EKONOMIPOS.COM (EPC), PURWAKARTA – Pemerintah Kabupaten Purwakarta punya cara unik dalam menyambut Ramadan. Selama dua tahun terakhir, Purwakarta menjalankan program yang diberi nama Ramadan Toleran.
Di Kota Santri itu, justru warung-warung bisa tetap buka tanpa dirazia oleh satuan polisi pamong praja (Satpol PP). Bupati Dedi Mulyadi mengisahkan Ramadan Toleran awalnya juga mendapat penolakan dari beberapa ormas keagamaan.
“Saya sempat dibilang orang gila, goblok, nggak mikir, otak di dengkul karena mengeluarkan kebijakan Ramadan Toleran itu,” kata Dedi saat berbagi kisah kepada Tempo, dalam obrolan selepas subuh, Selasa pagi, 14 Juni 2016.

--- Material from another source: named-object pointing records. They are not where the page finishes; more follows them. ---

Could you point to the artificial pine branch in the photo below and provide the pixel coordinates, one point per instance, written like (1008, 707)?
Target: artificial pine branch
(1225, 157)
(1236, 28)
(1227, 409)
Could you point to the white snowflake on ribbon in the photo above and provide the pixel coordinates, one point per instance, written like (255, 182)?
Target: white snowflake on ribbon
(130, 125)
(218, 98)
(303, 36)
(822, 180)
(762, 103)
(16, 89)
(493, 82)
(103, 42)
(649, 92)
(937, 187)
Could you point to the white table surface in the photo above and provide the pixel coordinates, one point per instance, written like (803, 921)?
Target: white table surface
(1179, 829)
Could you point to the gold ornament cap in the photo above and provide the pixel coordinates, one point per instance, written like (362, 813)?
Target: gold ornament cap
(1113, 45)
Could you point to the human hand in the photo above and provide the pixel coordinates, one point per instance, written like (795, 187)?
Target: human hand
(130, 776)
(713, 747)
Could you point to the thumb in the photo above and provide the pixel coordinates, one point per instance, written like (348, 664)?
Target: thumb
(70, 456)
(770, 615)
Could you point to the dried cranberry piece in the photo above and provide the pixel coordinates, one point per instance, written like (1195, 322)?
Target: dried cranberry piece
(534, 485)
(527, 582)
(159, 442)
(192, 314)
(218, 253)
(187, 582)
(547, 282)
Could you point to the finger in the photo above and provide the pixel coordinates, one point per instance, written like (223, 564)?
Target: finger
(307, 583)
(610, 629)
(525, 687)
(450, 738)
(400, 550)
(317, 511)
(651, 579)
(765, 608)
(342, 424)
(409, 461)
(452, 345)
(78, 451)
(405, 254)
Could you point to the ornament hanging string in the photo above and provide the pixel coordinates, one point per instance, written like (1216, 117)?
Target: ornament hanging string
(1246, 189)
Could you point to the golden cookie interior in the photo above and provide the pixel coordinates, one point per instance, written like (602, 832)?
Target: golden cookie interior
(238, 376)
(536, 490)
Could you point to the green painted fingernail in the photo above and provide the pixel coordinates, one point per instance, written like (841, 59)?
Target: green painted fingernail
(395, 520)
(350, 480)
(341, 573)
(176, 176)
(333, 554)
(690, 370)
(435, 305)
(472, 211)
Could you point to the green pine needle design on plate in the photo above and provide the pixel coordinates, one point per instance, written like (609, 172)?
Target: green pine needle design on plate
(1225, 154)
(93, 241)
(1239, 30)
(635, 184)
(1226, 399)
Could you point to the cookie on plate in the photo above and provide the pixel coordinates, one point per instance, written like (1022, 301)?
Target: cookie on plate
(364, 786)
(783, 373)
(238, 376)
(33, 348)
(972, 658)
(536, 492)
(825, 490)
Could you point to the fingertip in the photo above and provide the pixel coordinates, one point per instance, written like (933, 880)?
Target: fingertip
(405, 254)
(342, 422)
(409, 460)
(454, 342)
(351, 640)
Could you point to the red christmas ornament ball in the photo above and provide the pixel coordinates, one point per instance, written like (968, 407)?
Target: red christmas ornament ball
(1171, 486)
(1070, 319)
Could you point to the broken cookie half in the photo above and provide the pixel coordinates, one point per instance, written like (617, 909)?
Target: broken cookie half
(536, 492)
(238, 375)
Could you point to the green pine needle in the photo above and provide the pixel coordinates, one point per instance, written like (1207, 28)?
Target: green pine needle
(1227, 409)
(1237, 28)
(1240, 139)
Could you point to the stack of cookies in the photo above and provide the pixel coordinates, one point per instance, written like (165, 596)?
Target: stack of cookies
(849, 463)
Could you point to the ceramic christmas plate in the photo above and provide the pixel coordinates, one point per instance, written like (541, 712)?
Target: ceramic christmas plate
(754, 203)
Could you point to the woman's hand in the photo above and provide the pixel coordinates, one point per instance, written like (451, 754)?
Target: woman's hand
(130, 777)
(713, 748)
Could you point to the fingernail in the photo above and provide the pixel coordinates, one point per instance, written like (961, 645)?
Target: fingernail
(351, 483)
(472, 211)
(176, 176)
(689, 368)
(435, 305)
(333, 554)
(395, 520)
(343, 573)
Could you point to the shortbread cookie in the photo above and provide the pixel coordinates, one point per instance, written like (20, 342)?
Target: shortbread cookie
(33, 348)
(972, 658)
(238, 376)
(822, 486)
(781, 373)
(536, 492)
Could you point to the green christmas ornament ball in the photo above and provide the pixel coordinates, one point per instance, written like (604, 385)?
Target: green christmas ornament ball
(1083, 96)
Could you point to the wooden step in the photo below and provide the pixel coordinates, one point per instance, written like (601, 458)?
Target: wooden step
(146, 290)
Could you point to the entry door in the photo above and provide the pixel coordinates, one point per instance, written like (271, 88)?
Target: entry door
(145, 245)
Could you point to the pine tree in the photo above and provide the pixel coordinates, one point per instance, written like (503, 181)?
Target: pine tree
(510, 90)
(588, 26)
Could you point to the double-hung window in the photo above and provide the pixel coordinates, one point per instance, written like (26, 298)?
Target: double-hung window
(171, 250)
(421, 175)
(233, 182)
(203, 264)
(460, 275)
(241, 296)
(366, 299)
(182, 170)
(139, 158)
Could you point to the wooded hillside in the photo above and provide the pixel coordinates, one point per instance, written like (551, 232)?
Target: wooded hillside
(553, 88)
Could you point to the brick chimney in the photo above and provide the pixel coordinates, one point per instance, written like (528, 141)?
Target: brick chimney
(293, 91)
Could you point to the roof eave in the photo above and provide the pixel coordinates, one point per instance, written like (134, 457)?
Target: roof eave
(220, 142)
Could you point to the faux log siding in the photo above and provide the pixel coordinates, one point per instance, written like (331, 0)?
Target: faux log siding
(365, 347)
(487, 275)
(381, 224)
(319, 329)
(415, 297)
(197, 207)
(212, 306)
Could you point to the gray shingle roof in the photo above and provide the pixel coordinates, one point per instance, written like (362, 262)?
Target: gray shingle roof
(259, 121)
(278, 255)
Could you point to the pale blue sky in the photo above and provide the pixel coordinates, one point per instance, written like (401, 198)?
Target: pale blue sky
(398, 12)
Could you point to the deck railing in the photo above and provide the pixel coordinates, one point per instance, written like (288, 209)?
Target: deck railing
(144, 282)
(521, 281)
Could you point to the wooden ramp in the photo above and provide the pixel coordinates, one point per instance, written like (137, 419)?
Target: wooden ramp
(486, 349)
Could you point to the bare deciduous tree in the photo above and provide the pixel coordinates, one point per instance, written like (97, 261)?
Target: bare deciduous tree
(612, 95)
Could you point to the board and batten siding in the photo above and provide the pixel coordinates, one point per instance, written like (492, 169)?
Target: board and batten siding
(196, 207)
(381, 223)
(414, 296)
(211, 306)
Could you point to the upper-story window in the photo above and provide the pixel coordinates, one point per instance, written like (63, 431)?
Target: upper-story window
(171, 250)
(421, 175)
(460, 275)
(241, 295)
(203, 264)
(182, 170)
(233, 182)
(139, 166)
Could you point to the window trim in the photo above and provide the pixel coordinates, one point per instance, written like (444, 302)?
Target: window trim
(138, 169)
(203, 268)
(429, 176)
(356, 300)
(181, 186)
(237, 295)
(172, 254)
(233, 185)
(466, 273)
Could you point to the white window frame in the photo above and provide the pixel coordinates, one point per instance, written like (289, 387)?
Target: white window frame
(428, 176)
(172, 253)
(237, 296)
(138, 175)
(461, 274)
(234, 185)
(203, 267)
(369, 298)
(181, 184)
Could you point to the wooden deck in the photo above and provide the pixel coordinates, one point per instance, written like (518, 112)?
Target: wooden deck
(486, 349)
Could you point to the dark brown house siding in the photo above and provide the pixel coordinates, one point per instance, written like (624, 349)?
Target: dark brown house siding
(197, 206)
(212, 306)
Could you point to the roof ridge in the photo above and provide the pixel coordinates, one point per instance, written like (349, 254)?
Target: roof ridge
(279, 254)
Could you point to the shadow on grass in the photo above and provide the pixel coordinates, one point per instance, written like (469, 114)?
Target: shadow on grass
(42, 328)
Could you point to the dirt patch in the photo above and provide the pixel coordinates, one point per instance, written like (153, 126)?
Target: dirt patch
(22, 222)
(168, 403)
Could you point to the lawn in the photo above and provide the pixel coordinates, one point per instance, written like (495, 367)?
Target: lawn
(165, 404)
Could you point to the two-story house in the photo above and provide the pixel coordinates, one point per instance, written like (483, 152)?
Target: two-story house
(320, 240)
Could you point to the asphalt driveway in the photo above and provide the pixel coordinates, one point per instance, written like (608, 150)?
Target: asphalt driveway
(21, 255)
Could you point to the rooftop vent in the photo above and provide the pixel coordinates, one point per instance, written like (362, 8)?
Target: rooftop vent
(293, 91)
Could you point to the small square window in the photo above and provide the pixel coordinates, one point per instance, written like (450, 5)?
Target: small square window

Akan tetapi, Bupati yang gandrung berpakaian adat Sunda pangsi lengkap dengan ikat kepalanya itu, terus maju jalan. Ia punya prinsip pakai kacamata kuda.
“Selagi benar, kenapa harus surut dengan ocehan orang-orang yang belum faham betul ihwal arti toleran itu,” ujarnya.
Dedi mengatakan untuk menjalankan Ramadan Toleran ini para pemilik warung atau resto dipasangi spanduk dengan kalimat yang jenaka dan mudah dicerna.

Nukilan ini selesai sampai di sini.